Another point to extract from this research review is the J-shaped relationship between physical activity and appetite control. At lower levels of physical activity, energy intake tends to be higher due to appetite dysregulation. As physical activity increases, appetite regulation improves leading to decreased consumption. As physical activity increases even more, energy intake increases as well with this coupling maintaining an optimal balance between the two (intake and expenditure), preventing overconsumption and weight gain. With that in mind, another energy expenditure model is presented in this research article titled the ‘Constrained Vs. Additive Model of Energy Expenditure.’ Put briefly, this model explains that energy expenditure will only increase with an increase in physical activity up to a certain point. Total energy expenditure may become “constrained” or restricted even though physical activity is increased.

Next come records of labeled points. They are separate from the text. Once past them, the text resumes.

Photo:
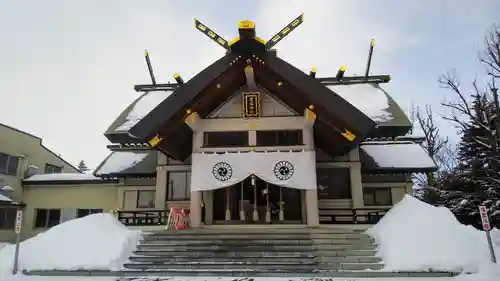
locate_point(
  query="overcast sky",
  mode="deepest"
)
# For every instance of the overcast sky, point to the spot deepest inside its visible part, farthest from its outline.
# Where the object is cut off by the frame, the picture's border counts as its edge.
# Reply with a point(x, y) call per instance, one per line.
point(67, 68)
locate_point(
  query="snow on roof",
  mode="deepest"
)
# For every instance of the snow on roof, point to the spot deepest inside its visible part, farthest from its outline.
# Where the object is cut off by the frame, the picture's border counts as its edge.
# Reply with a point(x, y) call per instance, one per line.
point(97, 241)
point(368, 98)
point(416, 236)
point(142, 107)
point(119, 161)
point(398, 155)
point(5, 198)
point(62, 177)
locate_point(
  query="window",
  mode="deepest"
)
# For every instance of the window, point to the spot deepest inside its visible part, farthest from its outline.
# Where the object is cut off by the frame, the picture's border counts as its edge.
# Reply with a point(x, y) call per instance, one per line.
point(47, 217)
point(333, 183)
point(225, 139)
point(146, 199)
point(52, 169)
point(8, 164)
point(279, 138)
point(377, 196)
point(80, 213)
point(179, 185)
point(7, 218)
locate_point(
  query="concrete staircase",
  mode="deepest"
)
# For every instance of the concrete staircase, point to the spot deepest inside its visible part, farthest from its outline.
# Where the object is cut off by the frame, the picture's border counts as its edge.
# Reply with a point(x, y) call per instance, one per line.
point(240, 251)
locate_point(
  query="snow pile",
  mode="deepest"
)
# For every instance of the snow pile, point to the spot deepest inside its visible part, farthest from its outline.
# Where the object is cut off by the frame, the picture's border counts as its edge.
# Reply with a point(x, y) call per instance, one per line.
point(96, 241)
point(417, 236)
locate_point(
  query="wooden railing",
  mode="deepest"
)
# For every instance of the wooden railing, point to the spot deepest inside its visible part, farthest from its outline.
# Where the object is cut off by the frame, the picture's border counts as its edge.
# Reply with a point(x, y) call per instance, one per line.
point(353, 216)
point(143, 218)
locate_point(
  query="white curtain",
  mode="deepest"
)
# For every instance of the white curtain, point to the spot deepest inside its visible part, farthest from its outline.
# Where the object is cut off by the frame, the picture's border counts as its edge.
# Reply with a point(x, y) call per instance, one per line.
point(288, 169)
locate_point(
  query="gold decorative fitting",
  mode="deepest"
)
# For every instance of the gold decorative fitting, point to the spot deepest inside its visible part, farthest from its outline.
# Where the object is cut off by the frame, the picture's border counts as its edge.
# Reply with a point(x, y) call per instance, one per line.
point(246, 24)
point(155, 141)
point(251, 105)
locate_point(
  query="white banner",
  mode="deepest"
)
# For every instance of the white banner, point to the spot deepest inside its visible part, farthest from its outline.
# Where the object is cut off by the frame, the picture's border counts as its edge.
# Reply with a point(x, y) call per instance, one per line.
point(288, 169)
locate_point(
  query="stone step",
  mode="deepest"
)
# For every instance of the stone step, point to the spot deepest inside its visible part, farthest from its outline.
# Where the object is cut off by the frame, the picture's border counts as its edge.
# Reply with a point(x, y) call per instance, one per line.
point(223, 254)
point(346, 253)
point(360, 266)
point(227, 242)
point(245, 236)
point(254, 258)
point(233, 241)
point(228, 259)
point(349, 259)
point(130, 275)
point(243, 265)
point(252, 247)
point(252, 230)
point(213, 266)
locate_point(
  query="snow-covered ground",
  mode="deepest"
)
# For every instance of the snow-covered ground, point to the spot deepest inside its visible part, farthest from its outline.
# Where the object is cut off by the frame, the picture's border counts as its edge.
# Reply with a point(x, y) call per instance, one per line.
point(98, 241)
point(412, 236)
point(418, 236)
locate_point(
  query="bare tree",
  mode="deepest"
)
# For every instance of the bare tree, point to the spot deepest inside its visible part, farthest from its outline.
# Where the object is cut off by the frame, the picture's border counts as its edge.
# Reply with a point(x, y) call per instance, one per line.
point(491, 55)
point(434, 144)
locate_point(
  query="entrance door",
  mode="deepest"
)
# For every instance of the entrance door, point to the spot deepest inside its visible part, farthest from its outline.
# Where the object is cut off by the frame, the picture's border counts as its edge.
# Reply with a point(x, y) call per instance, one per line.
point(259, 201)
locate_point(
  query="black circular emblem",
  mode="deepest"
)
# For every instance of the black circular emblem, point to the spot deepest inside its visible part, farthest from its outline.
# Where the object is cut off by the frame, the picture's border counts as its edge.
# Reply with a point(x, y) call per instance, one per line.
point(283, 170)
point(222, 171)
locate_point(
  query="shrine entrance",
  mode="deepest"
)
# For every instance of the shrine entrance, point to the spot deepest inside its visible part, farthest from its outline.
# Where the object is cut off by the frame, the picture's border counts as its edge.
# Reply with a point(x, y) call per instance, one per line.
point(255, 201)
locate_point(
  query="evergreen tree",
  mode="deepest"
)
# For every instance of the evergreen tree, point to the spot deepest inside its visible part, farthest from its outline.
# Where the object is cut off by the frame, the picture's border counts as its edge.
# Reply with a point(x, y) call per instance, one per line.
point(82, 167)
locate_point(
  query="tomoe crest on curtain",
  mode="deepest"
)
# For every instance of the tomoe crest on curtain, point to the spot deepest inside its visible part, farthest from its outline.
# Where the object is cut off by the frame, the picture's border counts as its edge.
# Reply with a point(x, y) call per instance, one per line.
point(283, 170)
point(222, 171)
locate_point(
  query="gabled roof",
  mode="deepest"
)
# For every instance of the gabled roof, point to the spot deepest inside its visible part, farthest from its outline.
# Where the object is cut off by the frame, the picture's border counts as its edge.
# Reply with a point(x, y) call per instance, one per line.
point(214, 85)
point(117, 132)
point(206, 91)
point(377, 104)
point(63, 179)
point(41, 144)
point(128, 163)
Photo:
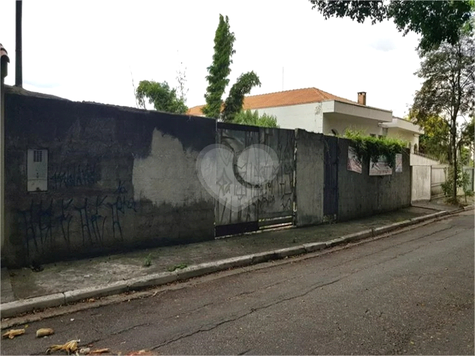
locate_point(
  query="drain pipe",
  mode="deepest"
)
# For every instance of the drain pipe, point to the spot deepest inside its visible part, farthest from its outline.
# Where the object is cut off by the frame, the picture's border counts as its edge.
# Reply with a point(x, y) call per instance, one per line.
point(18, 58)
point(3, 73)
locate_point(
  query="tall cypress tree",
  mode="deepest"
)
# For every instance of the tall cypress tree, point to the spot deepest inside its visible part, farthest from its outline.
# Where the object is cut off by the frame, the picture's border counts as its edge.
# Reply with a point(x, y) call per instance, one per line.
point(220, 68)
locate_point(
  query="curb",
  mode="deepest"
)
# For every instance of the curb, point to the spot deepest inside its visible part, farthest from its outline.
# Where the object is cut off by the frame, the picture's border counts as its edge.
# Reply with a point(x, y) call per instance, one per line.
point(12, 309)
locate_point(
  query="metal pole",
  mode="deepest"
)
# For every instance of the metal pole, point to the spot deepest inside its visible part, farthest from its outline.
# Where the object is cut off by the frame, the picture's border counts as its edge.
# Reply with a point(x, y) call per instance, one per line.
point(19, 64)
point(3, 73)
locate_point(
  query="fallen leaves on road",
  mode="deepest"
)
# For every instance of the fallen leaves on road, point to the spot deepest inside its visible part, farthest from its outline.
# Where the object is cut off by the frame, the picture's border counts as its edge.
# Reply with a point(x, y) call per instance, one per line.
point(142, 353)
point(69, 347)
point(13, 332)
point(84, 351)
point(44, 332)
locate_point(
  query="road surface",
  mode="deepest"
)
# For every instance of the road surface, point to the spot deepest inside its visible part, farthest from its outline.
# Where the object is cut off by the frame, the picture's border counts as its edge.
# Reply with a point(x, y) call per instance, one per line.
point(410, 293)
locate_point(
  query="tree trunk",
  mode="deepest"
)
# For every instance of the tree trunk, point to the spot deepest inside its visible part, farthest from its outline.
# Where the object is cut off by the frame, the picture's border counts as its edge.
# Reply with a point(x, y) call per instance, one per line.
point(454, 160)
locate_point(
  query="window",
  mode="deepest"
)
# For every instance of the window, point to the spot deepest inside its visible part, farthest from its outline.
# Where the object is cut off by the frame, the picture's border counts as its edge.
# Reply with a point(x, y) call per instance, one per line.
point(37, 156)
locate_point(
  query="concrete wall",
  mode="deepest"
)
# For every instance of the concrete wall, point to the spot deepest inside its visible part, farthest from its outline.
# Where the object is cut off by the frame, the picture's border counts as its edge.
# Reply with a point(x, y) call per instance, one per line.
point(341, 124)
point(309, 178)
point(116, 178)
point(363, 195)
point(418, 160)
point(437, 178)
point(303, 116)
point(404, 135)
point(421, 183)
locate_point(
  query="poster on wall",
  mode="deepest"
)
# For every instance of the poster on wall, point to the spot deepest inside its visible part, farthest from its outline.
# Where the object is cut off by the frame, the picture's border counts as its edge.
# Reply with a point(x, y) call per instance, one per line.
point(353, 164)
point(380, 167)
point(398, 163)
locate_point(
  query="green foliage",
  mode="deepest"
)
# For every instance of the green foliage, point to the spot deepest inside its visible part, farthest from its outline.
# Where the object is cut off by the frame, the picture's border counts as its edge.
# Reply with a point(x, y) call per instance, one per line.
point(218, 74)
point(436, 138)
point(252, 118)
point(182, 265)
point(233, 104)
point(447, 91)
point(161, 96)
point(148, 260)
point(220, 68)
point(435, 21)
point(371, 148)
point(461, 181)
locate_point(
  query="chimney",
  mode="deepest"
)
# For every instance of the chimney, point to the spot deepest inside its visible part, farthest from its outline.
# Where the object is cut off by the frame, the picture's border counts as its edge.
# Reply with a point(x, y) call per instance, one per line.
point(362, 98)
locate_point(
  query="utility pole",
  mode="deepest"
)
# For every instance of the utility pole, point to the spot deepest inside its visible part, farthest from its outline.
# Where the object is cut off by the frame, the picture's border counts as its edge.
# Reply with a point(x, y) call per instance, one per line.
point(3, 73)
point(18, 58)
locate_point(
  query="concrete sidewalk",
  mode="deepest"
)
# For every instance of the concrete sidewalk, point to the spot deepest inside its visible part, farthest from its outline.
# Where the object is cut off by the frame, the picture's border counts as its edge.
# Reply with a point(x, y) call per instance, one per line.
point(24, 290)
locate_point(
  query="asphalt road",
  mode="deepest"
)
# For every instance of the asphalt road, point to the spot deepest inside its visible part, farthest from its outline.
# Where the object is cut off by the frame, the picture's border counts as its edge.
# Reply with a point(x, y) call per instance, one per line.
point(411, 293)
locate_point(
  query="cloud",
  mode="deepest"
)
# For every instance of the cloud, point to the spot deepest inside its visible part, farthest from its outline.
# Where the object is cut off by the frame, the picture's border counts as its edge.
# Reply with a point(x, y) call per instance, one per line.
point(383, 44)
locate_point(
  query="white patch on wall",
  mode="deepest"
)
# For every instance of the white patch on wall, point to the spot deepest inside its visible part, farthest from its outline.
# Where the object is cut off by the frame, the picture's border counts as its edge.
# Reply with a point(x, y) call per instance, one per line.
point(37, 170)
point(168, 174)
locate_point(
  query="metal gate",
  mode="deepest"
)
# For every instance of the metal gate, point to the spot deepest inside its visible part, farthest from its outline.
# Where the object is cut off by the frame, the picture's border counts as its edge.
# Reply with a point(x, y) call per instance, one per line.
point(330, 190)
point(255, 170)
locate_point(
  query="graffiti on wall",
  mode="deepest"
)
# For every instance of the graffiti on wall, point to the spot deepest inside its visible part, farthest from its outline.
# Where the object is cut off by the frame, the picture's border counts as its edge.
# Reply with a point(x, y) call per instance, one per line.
point(74, 176)
point(94, 218)
point(250, 174)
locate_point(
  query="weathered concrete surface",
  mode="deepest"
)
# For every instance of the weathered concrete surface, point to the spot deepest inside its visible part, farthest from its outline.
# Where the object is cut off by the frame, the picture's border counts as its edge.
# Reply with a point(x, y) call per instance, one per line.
point(309, 178)
point(363, 195)
point(421, 183)
point(408, 294)
point(118, 178)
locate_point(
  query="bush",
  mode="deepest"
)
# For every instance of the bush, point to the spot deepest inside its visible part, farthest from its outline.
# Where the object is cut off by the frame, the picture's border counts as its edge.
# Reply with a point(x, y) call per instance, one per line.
point(371, 148)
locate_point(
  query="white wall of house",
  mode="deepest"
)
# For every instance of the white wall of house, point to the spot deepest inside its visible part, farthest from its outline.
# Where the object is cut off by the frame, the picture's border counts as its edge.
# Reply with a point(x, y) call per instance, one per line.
point(408, 136)
point(417, 160)
point(437, 178)
point(302, 116)
point(340, 123)
point(421, 183)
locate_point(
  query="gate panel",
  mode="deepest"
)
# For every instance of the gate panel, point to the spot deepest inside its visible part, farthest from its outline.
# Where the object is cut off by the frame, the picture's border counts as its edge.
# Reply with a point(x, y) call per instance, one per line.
point(235, 208)
point(276, 199)
point(330, 190)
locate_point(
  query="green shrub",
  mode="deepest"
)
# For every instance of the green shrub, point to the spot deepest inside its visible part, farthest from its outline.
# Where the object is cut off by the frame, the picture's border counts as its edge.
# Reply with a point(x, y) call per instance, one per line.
point(371, 148)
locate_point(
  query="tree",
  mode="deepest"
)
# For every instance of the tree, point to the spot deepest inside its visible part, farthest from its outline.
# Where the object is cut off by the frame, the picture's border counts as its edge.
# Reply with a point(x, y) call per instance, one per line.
point(233, 104)
point(218, 74)
point(448, 90)
point(435, 21)
point(436, 137)
point(161, 96)
point(248, 117)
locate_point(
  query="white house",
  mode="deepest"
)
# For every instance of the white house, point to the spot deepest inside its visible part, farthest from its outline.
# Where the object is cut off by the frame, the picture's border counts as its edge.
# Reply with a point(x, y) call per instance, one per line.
point(317, 111)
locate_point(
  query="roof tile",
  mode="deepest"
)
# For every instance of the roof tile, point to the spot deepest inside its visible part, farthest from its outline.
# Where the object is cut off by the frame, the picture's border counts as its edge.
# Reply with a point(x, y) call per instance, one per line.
point(281, 98)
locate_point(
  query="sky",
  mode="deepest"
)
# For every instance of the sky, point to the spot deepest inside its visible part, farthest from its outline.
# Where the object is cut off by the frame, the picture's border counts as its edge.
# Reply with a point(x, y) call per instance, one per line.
point(100, 50)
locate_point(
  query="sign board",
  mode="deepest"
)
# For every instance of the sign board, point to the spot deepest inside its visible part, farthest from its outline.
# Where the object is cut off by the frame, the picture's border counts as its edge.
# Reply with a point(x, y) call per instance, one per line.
point(380, 167)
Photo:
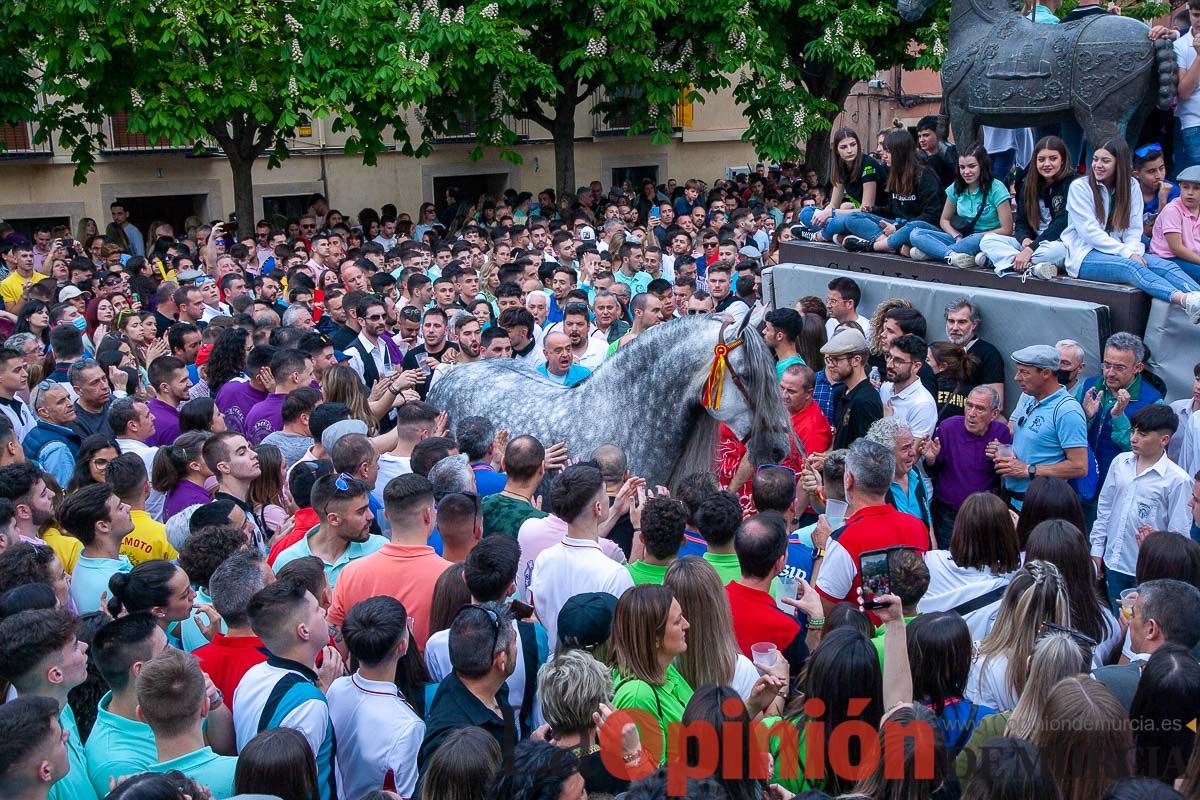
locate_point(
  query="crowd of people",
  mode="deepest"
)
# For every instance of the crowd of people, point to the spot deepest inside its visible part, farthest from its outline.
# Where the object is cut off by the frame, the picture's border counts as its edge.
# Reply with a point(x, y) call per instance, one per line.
point(240, 554)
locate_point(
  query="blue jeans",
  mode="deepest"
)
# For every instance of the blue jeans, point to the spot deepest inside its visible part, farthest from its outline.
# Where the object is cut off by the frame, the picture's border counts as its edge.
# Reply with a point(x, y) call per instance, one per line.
point(1188, 155)
point(1158, 278)
point(1116, 583)
point(1189, 268)
point(869, 227)
point(939, 244)
point(835, 227)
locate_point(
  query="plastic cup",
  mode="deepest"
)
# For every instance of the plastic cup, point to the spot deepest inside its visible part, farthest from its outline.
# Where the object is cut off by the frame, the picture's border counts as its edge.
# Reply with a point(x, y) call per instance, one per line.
point(765, 654)
point(1128, 597)
point(787, 587)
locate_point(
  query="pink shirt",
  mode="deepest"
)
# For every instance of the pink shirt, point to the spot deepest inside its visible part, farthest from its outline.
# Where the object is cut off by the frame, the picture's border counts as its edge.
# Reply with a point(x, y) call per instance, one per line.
point(1175, 218)
point(537, 535)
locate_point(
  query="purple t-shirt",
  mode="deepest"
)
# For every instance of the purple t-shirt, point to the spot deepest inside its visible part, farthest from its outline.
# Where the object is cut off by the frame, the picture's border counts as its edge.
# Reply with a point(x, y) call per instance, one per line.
point(183, 495)
point(235, 400)
point(166, 423)
point(265, 417)
point(963, 467)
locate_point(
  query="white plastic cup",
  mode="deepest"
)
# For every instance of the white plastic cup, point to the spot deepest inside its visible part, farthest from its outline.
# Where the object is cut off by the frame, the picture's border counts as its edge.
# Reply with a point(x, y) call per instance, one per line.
point(765, 654)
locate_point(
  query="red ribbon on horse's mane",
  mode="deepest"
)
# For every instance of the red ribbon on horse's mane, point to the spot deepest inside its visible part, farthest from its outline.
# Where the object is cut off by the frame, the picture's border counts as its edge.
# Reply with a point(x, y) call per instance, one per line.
point(713, 386)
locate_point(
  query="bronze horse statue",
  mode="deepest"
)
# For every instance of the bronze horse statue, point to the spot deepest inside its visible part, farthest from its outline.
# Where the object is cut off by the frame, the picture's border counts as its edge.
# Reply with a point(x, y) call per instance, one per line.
point(1005, 71)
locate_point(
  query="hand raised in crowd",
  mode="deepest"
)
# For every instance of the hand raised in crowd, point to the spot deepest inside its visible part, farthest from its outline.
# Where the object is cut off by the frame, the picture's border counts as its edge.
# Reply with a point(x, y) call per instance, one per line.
point(1121, 403)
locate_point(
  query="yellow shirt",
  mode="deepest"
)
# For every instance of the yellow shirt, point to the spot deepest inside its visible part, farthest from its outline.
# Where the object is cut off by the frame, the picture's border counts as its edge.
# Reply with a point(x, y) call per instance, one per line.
point(67, 548)
point(148, 540)
point(12, 286)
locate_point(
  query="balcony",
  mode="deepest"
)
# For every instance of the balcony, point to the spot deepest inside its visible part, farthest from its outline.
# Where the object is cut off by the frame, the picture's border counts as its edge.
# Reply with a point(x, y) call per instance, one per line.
point(617, 121)
point(119, 139)
point(17, 139)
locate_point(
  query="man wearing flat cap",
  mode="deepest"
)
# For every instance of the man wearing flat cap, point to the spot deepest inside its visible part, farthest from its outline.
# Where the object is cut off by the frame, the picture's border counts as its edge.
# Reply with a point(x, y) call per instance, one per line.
point(859, 405)
point(1049, 427)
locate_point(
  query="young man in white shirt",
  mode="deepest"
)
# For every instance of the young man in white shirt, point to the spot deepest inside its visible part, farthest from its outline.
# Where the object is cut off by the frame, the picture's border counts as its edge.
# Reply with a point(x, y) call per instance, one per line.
point(378, 732)
point(1144, 492)
point(576, 564)
point(904, 396)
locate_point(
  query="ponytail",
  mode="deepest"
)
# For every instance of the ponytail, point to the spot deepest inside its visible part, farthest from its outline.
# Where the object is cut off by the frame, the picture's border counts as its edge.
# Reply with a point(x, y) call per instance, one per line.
point(171, 463)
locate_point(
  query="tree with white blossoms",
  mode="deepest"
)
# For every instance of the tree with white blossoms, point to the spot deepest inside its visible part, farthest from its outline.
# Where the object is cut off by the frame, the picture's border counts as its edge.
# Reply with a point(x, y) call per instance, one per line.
point(799, 73)
point(243, 73)
point(642, 54)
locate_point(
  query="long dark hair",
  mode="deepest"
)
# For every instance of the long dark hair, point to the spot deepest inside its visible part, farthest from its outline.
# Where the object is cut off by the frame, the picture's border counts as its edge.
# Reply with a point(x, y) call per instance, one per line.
point(981, 155)
point(904, 173)
point(840, 672)
point(1063, 545)
point(88, 450)
point(1168, 698)
point(227, 360)
point(1035, 185)
point(1122, 174)
point(277, 762)
point(845, 173)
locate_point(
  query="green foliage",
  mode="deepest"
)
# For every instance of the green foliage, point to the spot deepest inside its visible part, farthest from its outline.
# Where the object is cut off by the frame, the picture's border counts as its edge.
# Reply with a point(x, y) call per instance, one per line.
point(807, 54)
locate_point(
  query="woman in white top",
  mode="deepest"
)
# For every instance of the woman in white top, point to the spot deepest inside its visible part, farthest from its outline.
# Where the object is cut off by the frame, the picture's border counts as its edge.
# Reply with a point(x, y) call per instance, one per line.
point(1103, 234)
point(712, 655)
point(1061, 543)
point(972, 575)
point(1037, 595)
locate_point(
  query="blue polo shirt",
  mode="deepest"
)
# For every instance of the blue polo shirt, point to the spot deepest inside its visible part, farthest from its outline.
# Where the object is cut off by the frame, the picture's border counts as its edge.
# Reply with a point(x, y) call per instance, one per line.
point(205, 768)
point(353, 551)
point(1043, 431)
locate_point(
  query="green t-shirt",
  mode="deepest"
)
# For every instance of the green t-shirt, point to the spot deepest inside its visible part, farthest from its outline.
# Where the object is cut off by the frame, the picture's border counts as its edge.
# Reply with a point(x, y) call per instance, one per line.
point(967, 205)
point(504, 515)
point(75, 785)
point(729, 570)
point(643, 572)
point(665, 703)
point(205, 768)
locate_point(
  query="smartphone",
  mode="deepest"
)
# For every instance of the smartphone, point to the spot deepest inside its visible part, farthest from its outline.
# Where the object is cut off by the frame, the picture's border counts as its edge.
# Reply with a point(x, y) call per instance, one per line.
point(875, 569)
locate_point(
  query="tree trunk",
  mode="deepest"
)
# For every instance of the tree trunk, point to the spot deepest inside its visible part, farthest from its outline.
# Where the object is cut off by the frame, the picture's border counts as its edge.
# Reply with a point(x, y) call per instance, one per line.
point(243, 191)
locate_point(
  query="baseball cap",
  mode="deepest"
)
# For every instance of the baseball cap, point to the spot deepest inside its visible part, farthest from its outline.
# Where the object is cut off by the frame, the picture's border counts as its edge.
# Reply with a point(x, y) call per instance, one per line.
point(586, 619)
point(845, 342)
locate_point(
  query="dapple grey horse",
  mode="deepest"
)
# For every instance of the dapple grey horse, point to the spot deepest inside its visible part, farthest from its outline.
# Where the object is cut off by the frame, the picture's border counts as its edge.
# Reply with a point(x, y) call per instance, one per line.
point(1005, 71)
point(646, 398)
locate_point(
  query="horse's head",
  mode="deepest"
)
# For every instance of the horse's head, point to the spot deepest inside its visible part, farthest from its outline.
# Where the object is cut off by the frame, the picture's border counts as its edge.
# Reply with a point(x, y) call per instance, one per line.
point(912, 10)
point(749, 400)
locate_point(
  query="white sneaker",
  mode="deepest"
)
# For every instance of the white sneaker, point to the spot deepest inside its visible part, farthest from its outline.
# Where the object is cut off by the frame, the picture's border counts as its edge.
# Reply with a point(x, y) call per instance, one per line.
point(1192, 302)
point(960, 260)
point(1045, 270)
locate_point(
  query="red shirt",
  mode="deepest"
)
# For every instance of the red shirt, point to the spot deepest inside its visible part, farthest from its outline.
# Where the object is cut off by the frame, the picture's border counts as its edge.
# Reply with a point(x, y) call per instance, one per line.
point(756, 618)
point(227, 659)
point(814, 432)
point(306, 519)
point(868, 529)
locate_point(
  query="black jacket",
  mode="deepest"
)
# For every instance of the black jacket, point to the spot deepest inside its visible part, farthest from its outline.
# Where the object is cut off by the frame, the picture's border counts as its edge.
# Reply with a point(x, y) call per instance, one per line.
point(1055, 198)
point(927, 204)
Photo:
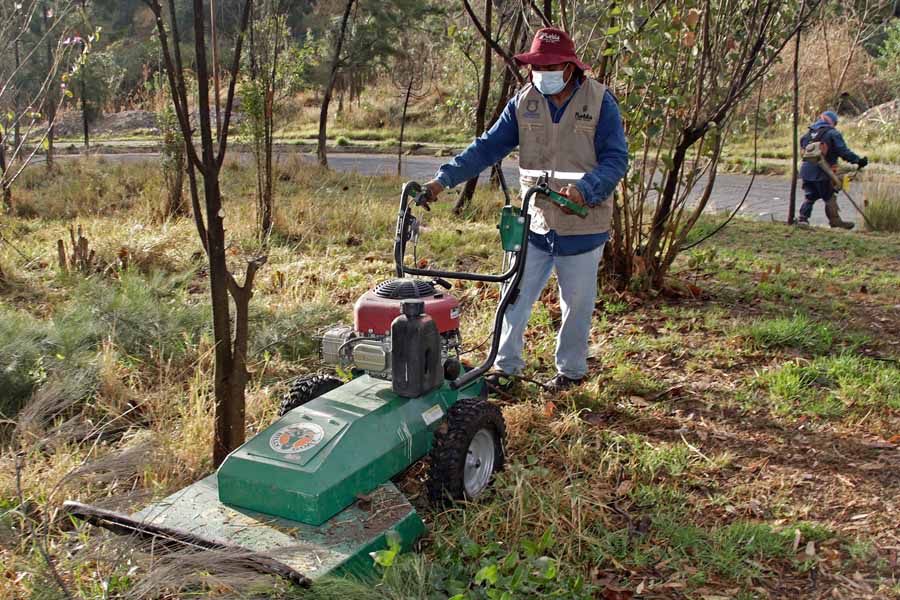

This was examined in hunter-gatherer societies that had very high physical activity levels that did not match their predicted total daily energy expenditure levels. One key takeaway from this information is to not get overzealous with adding physical activity into your daily routine. Most people are not getting enough physical activity currently, however, make an effort to add physical activity into your day in a practical and realistic way as adding more than necessary may not add any additional benefits anyway.
Why is this Important?
Traditionally, obesity and weight management programs have often only viewed weight control through the “eat less, move more” paradigm. While fat loss is a function of calories in vs. calories out, other mechanisms can be included to aid in weight management that doesn’t involve extreme restriction or extreme exercise protocols. Adding in more physical activity into your daily life can increase energy expenditure and regulate appetite when managing weight. In the MASS Research Review Article, Dr. Eric Helms stresses the importance of implementing physical activity into your daily life. Bike riding, walking to stores or parks, hiking, bowling, etc. are all ways to increase your daily physical activity even in addition to a traditional resistance or cardiovascular exercise program. The WHO states that “inactivity is one of the leading risk factors for noncommunicable diseases and death worldwide. It increases the risk of cancer, heart disease, stroke and diabetes by 20–30%. It is estimated that 4-5 million deaths per year could be averted if the global population was more active.” Being more physically active will create a multi-factorial impact on your health, well-being, and longevity.